Untuk melahirkan kepala sekolah yang profesional, Depdiknas
telah menelorkaan regulasi Peraturan Menteri No.28 tahun 2010 Tentang
Pedoman Dan Panduan Pelaksanaan Pengadaan Kepala Sekolah, untuk dijadikan
pegangan bagi daerah dalam pengadaan kepala sekolah. Beberapa prinsip rekrutmen
yang penting dalam pengadaan kepala sekolah menurut permendiknas Nomor 28 thn
2010 adalah :
1.
Rekrutmen
calon kepala sekolah dilakukan secara rutin pada awal tahun berdasarkan hasil
analisis dan penetapan formasi jabatan kepala sekolah
2.
Rekrutmen
calon kepala sekolah dilakukan secara proaktif dalam rangka mendapatkan guru
yang paling menjanjikan untuk menjadi kepala sekolah. Rekrutmen calon kepala
sekolah hendaknya dilakukan melalui proses pencarian secara aktif kepada semua
guru yang dipandang memiliki kualifikasi dan kompetensi kepala sekolah,
sehingga guru-guru yang memiliki kualifikasi dak kompetensi yang paling
menjanjikan banyak melamar dan mengikuti seleksi calon kepala sekolah.
3.
Rekrutmen
calon kepala sekolah dilakukan secara terbuka melalui surat kabar lokal dalam
rangka memberikan kesempatan yang seluas-luasnya kepada guru yang memenuhi
kualifikasi.
Sesuai permendiknas nomor 28 Tahun 2010 Bab X tentang
ketentuan penutup dalam jangka waktu paling lama 2 tahun sejak berlakunya
permediknas ini , Pemerintah kabupaten/kota dan penyelenggara sekolah wajib
menyiapakan program penyiapan calon kepala sekolah . LPPKS yang mempunyai
Tupoksi menyiapkan pengembangan dan pemberdayaan kepala sekolah mempunyai
kewajiban untuk mesosialisasikan Prog Penyiapan calon Kepsek di kab/kota
seluruh Indonesia dengan harapan :
a.
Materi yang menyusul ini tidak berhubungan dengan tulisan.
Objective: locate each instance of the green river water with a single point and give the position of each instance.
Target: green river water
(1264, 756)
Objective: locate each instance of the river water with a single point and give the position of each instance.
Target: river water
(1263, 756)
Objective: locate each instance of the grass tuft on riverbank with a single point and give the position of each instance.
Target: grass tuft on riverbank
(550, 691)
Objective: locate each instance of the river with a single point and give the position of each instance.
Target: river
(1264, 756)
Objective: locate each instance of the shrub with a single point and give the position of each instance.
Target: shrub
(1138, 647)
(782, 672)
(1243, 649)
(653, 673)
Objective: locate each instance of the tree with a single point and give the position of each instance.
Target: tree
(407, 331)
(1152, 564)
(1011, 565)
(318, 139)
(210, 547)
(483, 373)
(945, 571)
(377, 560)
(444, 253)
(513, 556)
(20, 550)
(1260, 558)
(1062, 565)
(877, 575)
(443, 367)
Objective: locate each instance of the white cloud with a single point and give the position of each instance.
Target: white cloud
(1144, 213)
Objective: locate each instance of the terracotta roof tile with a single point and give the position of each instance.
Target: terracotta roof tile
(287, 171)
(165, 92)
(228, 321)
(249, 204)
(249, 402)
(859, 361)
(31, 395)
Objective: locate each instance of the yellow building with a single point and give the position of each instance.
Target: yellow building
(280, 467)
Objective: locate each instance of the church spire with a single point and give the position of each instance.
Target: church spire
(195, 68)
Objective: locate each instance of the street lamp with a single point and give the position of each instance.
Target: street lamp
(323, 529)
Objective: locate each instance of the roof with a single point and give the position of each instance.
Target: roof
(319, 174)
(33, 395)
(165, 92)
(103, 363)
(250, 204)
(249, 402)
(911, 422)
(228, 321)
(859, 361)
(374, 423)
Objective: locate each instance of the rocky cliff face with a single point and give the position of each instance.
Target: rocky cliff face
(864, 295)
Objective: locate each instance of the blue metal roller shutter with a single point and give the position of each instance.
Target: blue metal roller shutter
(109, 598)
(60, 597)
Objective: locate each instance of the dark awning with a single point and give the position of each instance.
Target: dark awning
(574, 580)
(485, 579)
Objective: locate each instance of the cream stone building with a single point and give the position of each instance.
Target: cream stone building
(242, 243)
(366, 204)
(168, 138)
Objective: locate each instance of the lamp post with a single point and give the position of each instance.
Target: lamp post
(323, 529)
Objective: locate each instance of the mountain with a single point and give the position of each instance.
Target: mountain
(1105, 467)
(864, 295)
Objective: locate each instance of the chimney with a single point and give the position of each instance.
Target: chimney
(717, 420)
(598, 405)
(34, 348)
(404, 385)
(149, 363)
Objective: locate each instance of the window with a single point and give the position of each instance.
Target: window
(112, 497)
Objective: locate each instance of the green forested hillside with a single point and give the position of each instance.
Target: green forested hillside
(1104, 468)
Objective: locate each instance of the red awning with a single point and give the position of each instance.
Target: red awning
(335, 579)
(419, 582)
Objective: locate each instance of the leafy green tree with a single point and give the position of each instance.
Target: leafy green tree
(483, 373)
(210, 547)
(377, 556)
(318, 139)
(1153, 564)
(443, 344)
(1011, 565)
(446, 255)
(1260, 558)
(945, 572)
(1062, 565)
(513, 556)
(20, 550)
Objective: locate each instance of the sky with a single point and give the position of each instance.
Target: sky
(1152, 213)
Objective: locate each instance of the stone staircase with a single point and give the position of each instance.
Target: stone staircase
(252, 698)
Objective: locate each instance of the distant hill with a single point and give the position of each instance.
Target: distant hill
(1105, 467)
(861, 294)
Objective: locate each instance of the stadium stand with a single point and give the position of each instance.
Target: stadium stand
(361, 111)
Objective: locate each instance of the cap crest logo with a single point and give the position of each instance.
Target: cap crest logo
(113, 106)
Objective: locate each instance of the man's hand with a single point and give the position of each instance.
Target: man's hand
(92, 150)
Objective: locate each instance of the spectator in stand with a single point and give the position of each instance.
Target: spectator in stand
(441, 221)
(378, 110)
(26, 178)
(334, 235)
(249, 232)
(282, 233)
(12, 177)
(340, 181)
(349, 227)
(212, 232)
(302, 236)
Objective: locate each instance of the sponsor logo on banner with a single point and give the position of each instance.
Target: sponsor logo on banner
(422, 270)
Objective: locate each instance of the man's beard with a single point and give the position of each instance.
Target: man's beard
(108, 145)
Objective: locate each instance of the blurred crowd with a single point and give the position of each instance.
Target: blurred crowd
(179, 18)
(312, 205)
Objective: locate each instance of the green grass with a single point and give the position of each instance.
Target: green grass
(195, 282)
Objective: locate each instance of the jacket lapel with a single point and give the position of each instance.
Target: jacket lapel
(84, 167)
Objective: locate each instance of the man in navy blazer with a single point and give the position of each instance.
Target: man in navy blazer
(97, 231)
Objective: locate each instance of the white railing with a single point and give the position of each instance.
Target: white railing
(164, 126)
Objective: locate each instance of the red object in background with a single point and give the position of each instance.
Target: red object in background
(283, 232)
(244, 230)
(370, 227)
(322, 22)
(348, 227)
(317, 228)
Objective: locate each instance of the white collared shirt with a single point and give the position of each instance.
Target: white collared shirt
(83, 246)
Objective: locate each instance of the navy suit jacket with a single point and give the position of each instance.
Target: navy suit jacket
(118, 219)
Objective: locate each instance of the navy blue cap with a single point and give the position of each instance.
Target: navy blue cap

Tercipta pemahaman yang sama pada
semua lembaga yang terlibat dalam penyelenggaraan diklat calon kepala
sekolah/madrasah;
b. Pemahaman yang sama dalam
penyelenggaraan diklat akan menghasilkan proses yang terstandar; dan
c. Proses diklat calon kepala
sekolah/madrasah yang terstandar akan menghasilkan calon-calon kepala sekolah
yang betul-betul berpotensi dan kompeten.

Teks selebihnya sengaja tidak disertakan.